Reason for my question: I want to prove De Moivre-Laplace in an alternative way with using tools from the theory about ODEs. Thereby I need to show $P(\tilde B_n=x_m) = O\left(\frac 1{\sqrt n}\right)$, but I do not want to use Stirling's formula (because then I could also do the standard proof).

Answer 1

Let me write $P_k=P(X=x_k)$.

The plan is to take the trivial estimate $1\ge \sum\limits_{k=m}^{m+d} P_k$ with some $d\approx \sqrt{n}$, and replace $P_k$ by $c\cdot P_m$. So, we need a suitable upper bound on $\frac{P_m}{P_k}$.

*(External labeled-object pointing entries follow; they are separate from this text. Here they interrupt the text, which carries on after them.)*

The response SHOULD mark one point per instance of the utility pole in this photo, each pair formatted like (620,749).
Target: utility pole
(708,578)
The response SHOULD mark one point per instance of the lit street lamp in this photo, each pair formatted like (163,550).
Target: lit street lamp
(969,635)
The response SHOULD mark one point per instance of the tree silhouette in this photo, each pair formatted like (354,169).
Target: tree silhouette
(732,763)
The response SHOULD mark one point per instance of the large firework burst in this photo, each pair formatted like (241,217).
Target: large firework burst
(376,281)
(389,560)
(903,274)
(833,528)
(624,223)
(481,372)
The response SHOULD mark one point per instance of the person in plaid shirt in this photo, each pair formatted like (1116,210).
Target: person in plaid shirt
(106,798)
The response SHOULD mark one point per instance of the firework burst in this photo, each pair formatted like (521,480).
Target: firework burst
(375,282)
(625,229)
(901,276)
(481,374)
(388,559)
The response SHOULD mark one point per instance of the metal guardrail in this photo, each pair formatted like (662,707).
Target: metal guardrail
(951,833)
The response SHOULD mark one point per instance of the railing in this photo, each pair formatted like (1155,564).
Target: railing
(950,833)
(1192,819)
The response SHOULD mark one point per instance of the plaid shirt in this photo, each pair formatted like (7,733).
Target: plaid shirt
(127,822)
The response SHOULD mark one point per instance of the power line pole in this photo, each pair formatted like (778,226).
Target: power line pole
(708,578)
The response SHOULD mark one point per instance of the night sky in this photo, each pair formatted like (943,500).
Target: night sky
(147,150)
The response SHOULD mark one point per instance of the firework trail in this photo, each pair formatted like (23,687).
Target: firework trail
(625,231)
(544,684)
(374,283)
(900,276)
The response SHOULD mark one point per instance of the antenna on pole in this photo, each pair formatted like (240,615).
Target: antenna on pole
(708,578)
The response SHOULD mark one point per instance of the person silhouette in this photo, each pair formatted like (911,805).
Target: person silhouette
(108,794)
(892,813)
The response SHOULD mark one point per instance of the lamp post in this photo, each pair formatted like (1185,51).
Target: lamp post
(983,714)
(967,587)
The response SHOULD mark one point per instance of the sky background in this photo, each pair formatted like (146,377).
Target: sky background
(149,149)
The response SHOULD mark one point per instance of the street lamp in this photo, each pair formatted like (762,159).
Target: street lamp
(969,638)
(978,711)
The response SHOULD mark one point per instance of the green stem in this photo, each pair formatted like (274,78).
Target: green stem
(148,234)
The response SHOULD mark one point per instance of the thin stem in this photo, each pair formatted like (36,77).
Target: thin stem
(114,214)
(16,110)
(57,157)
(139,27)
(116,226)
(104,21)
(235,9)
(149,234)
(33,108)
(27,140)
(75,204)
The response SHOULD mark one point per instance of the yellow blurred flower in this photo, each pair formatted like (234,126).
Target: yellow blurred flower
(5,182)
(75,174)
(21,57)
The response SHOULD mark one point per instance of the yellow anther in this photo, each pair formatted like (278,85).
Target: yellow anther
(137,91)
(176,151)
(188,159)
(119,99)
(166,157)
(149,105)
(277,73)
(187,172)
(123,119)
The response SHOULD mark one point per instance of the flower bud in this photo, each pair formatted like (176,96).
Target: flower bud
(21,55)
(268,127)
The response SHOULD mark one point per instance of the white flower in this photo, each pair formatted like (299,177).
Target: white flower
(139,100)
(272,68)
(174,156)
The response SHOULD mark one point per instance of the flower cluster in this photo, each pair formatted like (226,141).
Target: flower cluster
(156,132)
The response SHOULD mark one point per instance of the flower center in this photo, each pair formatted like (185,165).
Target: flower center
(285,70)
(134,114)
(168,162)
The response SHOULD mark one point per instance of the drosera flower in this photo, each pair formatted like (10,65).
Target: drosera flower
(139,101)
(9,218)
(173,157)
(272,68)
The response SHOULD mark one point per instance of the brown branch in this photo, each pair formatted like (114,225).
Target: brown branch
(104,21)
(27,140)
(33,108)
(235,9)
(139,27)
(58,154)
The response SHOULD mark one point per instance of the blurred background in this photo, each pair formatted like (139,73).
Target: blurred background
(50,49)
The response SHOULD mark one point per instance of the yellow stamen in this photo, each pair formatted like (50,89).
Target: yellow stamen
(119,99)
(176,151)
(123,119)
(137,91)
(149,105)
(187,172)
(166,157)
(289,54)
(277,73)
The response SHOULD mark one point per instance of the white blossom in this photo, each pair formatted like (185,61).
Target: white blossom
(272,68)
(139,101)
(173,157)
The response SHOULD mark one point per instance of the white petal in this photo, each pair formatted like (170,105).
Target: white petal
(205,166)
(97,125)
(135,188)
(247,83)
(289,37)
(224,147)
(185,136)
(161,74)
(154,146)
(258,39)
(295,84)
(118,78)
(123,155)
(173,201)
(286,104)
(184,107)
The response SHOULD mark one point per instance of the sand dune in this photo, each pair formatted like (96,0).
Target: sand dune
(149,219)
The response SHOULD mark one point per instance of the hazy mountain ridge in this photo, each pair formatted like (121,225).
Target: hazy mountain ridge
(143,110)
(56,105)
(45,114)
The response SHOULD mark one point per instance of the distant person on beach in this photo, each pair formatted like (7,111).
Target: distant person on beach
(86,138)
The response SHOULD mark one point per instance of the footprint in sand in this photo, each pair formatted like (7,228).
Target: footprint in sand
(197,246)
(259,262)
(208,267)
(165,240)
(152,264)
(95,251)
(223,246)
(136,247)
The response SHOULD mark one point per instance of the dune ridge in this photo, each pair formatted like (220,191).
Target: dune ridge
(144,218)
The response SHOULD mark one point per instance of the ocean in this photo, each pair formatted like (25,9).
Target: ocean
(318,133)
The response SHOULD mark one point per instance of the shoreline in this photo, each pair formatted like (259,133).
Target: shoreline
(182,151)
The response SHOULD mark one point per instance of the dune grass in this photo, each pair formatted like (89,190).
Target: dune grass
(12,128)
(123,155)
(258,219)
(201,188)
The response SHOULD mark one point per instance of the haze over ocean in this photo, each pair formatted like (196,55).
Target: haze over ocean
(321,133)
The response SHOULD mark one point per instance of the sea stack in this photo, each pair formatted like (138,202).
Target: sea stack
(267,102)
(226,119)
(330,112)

For $1\le j\le d\le\sqrt{n}$, $$ \frac{P_m}{P_{m+j}} = \frac{\binom{n}{m}p^{m}q^{n-m}}{\binom{n}{m+j}p^{m+j}q^{n-m-j}} = \frac{(m+1)(m+2)\cdots(m+j)}{(n-m)(n-m-1)\cdots(n-m-j+1)} \cdot \frac{q^j}{p^j} = \\ = \frac{\big(1+\frac1m\big)\big(1+\frac2m\big)\cdots\big(1+\frac{j}m\big) }{\big(1-\frac1{n-m}\big)\big(1-\frac2{n-m}\big)\cdots\big(1-\frac{j-1}{n-m}\big)} \cdot \left(\frac{mq}{(n-m)p}\right)^j < \\ < e^{O\big(\frac1m+\frac2m+\cdots+\frac{j-1}{n-m}+\frac1{n-m}+\frac2{n-m}+\cdots+\frac{j-1}{n-m}\big)} \cdot e^{j\cdot O\big(\frac1m+\frac1{n-m}\big)} \le e^{O(d^2/n)} \le O(1). $$ Hence, choosing $d=\lfloor\sqrt{n}\rfloor$, we get $P_{m+j} > c(p) P_m$ and $P_m \le O\left(\frac1{\sqrt{n}}\right)$.